内地界の堅固性は虚妄にして実体なし
原文:何故に地界は堅固性を有すると説くのか。大王よ。この堅固性は相似のものとして仮に立てられたものであり、畢竟この身は潰れ爛れ散滅するものである。ただ墓穴の中こそが帰趨する所である。かの堅固性はどこから来たのか。また四方より来たのでもなく、上下へ去ったのでもない。大王よ。この内なる地界はかくの如く知るべきである。
釈:何故地界に堅固性があると言うのか。大王よ、この堅固性も相似の仮安立の名前に過ぎず、真実の堅固性で永遠に壊れないものではない。この色身は畢竟潰れ爛れ散滅するもので、最後には荒野や墓場に捨てられ、四大は散滅して跡形もなくなる。色身中の堅固性はどこから来たのか。来るところもなく、去る所もない。東西南北四維上下から来たのでもなく、四維上下へ去るのでもない。この身体内の地界はかくの如く、来処も去処もないのである。(これは小乗の説き方であり、世尊は阿頼耶識や如来蔵が四大種子を輸出して色身を形成し、最後に四大種子が阿頼耶識如来蔵に戻ることを明説されていない。)
この羯邏藍(受精卵)中の地性はどこから来たのか。来るところなくして来り、滅した後にも帰する所なし。
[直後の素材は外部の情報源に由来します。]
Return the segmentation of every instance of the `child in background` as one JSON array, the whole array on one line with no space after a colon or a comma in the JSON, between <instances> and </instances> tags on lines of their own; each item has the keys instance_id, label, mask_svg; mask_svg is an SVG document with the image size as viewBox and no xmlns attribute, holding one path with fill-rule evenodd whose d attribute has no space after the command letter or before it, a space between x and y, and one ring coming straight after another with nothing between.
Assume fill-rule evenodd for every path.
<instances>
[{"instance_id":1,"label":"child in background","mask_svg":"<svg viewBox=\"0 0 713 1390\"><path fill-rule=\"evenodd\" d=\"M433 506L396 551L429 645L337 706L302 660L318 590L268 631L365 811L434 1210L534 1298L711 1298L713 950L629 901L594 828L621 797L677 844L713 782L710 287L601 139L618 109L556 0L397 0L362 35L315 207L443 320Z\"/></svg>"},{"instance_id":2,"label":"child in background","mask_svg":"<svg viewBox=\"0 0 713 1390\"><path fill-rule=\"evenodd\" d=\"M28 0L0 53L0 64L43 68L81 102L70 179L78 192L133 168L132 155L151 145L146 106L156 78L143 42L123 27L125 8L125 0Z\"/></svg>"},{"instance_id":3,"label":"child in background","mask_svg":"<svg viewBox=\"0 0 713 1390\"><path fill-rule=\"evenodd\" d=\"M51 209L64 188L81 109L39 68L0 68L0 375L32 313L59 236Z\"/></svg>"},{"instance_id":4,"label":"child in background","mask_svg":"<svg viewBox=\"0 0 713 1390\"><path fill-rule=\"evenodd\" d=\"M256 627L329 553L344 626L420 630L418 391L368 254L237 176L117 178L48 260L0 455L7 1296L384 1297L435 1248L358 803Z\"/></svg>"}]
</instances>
色身が死亡し地性が滅すれば、地性はどこへ行くのか。去る所なく、かくして地性は空・幻化・非実在である。故に身体の堅固性は真実ではない。堅固性は羯邏藍の時より存在し、やがて身体上の毛髪・歯・皮膚・筋肉・筋骨となる。死後には地性が消散し、毛髪・歯・皮膚・筋肉・筋骨は全て滅し、堅固性も行く所なく、虚空へも去らない。来る時には来処なくして来りしのである。
しかし実際には全て如来蔵より輸出されたものであり、仏は未だこの点を説かれていない。内なる地界はかくの如く来由する。男女和合により意根が受精卵に投胎し、羯邏藍が生じると地界が発生する。地界はかくの如く生滅虚妄である故、我々は地界に執着すべからず、毛髪・歯・皮膚・筋肉・筋骨や色身を我と見做し、真実不滅のものと見なしてはならない。